Friday, June 23, 2006

Never use guns or computers

This blog starts with a funny but familiar scene.

I am watching Paul shout, scream and swear at the computer. This is a scene I’ve seen before, done by many people, in many different countries. People like to yell at the computer and shout at it when it doesn’t do what we want it to. But we never thank the computer for working perfectly. There is the obvious reason for not thanking a computer; it might talk back and then we know we’ve gone crazy. But why then do we think it would help yelling at a computer or pleading with it when it doesn’t work?

Let me just quote Paul’s advice to a little child just now - “Never use guns or computers.”

He was frustrated. He didn’t mean it. He will use a computer again, but why do we think that yelling at a computer is fine when nobody ever thanks a computer? I think the point is that we don’t think. Something’s gone wrong and we need someone to blame.

It was like on the sleeper bus going to The Himalayas; the bus stopped, the driver disappeared, so the passengers stood in a circle yelling at each other, as the real person to blame wasn’t about. It’s the same with computers, as nobody in the room is to blame, its easier to get angry with the computer, to hit it on the side, and threaten to throw it out the window, just because something’s gone wrong with it.
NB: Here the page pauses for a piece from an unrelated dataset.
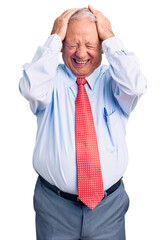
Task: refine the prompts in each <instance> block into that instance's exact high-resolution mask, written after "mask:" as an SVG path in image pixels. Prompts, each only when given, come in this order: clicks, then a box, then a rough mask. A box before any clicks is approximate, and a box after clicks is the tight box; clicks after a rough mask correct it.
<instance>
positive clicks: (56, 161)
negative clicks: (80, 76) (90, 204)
mask: <svg viewBox="0 0 166 240" xmlns="http://www.w3.org/2000/svg"><path fill="white" fill-rule="evenodd" d="M102 46H103V50H104V52H105V54H106V57H107V60H108V63H109V66H106V65H101V66H99V67H98V68H97V69H95V71H94V72H93V73H92V74H91V75H89V76H88V77H87V78H86V80H87V83H86V85H85V88H86V91H87V94H88V97H89V101H90V104H91V108H92V113H93V118H94V124H95V129H96V135H97V141H98V147H99V155H100V161H101V167H102V174H103V182H104V189H105V190H106V189H108V188H109V187H111V186H112V185H113V184H114V183H115V182H117V181H118V180H119V179H120V178H121V177H122V176H123V175H124V173H125V171H126V168H127V163H128V153H127V146H126V140H125V134H126V130H125V129H126V123H127V121H128V118H129V115H130V112H131V111H132V110H133V109H134V107H135V105H136V103H137V101H138V99H139V98H140V96H141V95H142V94H143V93H144V92H145V90H146V79H145V77H144V76H143V75H142V73H141V71H140V69H139V63H138V60H137V58H136V56H135V55H134V54H133V53H132V52H127V50H126V49H125V48H124V46H123V44H122V42H121V41H120V40H119V39H118V38H117V37H112V38H109V39H107V40H105V41H103V43H102ZM61 48H62V42H61V40H60V38H59V37H58V35H56V34H54V35H51V36H50V37H49V38H48V40H47V41H46V43H45V45H44V46H42V47H39V48H38V49H37V52H36V54H35V56H34V58H33V60H32V62H31V63H27V64H24V66H23V68H24V71H23V77H22V78H21V80H20V84H19V88H20V92H21V93H22V95H23V96H24V97H25V98H26V99H28V100H29V102H30V107H31V110H32V111H33V113H34V114H35V115H36V116H37V124H38V129H37V136H36V145H35V148H34V154H33V166H34V169H35V170H36V172H37V173H38V174H40V175H41V176H42V177H43V178H45V179H46V180H47V181H48V182H50V183H51V184H53V185H56V186H57V187H58V188H60V189H61V190H62V191H64V192H68V193H73V194H77V167H76V148H75V100H76V96H77V92H78V87H77V84H76V76H74V75H73V74H72V72H71V71H70V70H69V69H68V68H67V67H66V65H64V64H60V63H59V60H58V59H59V53H60V50H61Z"/></svg>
The computer will never answer back at you and so it’s an easier argument to win. You also know that people in the room are on your side, as they’ve all yelled the same script as well.

“Stupid computer!” “Piece of junk!” “I’m going to throw this out the window!” “Error 562! What the hell does that mean!” “I hate this!” “Hate computers!” “AH!” “You’ve got more 5 seconds to work!” “Please work!” “OH! Come on! Work!” “Let me just try this once more!” “Right, we click that, then that, to file, and…come on please…NO!” “Don’t you dare!” “Fuck!” “Bloody thing!” “The file’s gone! NO! I’ve spent the last hour on that!” “I don’t care if the bloody proximity settings are off!” “Just print will you!” “It’s frozen!” “Oh shit!” etc.

You get the idea. You’ve heard it all before. You’ve probably said some of it yourself. The only reason to snap at someone in the room is if the guy sitting next to you foolishly tells you to calm down, trying to inject some reason into the situation. He may, if he’s lucky, get as far as the comment that yelling really doesn’t solve anything in the situation, before you bite his head off.

It’s true that the computer is going to be broken no matter what you say to it. You can’t scare the virus away. You can’t chase the error message to another place. You can’t make the power cut give you those unsaved pages back. But at that point you don’t care. You just need to yell at it, to get all the frustration building up inside of you, out in the open

That is possibly the reason. Yelling does help. It makes us feel better.

So a very big thanks you to this computer for being so helpful. It brought up the word processing document when I clicked on the icon. It put the correct letters on the page as I typed them. It even checked my page for errors when I asked but checked with me before changing anything. Thank you very much to the computer.

And thanks to Paul for putting the idea in my head.

David Lyon

PS You might like to know that I experienced trouble getting this onto the Internet. The connection didn’t work on this computer. I then tried to send this to another computer where the Internet was working but it failed to find a connection between the 2 computers. Stupid computers! AH!!!!!!!!